We can always cut the real line $[0,1]$ into $I_0,I_1,...,I_{b-1}$ 'b' different slices.
$$
S = \{  (0,1/b] , (1/b,2/b],...  \}
$$
As $g$ is irrational, it has to be within one of them.
That would mean that $g \in ( i/b , (i+1)/b ) $.
That would mean we choose the first digit of the base b expansion, using i.
Now, we can again divide the Interval $I_i$ by same construction.
That would give us the next digit in base b.
As the intervals are getting reduced by $1/b$, we can approximate the left and right side of $g$ arbitrarily. And that shows why base b expansion is possible for any real number.
Now that is the same Cauchy sequence ( of of many ) that Yoni was saying. 
Thank you all folks!
 A: Regarding your edit, it is circular but not in a way you imagined. Why does a real number have an infinite base expansion? What is a real number anyway?
One way to define real numbers is as a metric completion of the rationals. That is, take any Cauchy sequence of rationals that does not converge. This Cauchy sequence defines a new number, which is irrational. Furthermore, two Cauchy sequences define the same number if the sequence of their differences tends to zero.
This definition justifies talking about infinite base expansions in the first place, and it also immediately follows from the definition that if $x$ has a base expansion $x = \sum_{r=0}^{\infty} d_r b^r$, then $$\lim_{R \to \infty} \sum_{r=0}^R d_r b^r = x.$$
A: To make rigorous proofs, we first need a rigorous definition. The usual definition of the real numbers are that they form a complete ordered field. In fact, it is the only complete ordered field (up to isomorphism).
One of the things you can prove is that the real numbers satisfy the Archimedean axiom: for every real number $r$, there exists a natural number $n$ such that $n > r$.
We can use this to solve your particular problem: if we want to find a rational number $q$ such that $|q - r| < \epsilon$, then we can


*

*choose $n$ to be a natural number such that $n > 1/\epsilon$.
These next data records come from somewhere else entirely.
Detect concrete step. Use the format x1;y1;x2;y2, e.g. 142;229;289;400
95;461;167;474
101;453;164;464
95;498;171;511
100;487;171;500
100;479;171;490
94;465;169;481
*choose $m = \lfloor rn \rfloor$

*choose $q = m/n$


and you can compute
$$ |q-r| = \left| \frac{m}{n} - r \right| = \frac{1}{n} |m - nr|  < \frac{1}{n} < \epsilon $$
as desired. If you pay attention to details, you might wonder why $m$ is well-defined: if $r>0$ we can use the Archimedean axiom again to show there is a natural number $t > rn$, and then we can use induction to show that there must be a largest integer amongst the set of integers less than or equal to $rn$. (a similar argument works for $r<0$)
A more direct proof form the usual form of completeness is to consider the set $S$ of all rational numbers less than $r$: one can argue that $r$ must be the least upper bound of $S$, which in turn implies that $S$ must have elements arbitrarily close to $r$.
A: Consider an irrational number $x$. We can come up with the following function $f$ (where $b$ is the base used, usually obviously $10$)
$$f(x,n)=\frac{\left \lfloor b^nx \right \rfloor}{b^n}$$
As $n$ gets bigger, the rational number $f(x,n) $ starts to approximate $x$ better.
For example, to approximate $\pi$ in base-$10$ we can choose $n=3$ and get:
$$f(\pi , 3)=\frac{\left \lfloor 10^3\pi \right \rfloor}{10^3}=\frac{3141}{1000}=3.141$$
This whole thing of course pressuposes that any real number can be represented as an infinite string of digits of base-$b$ with a point somewhere inbetween, but that's a different story...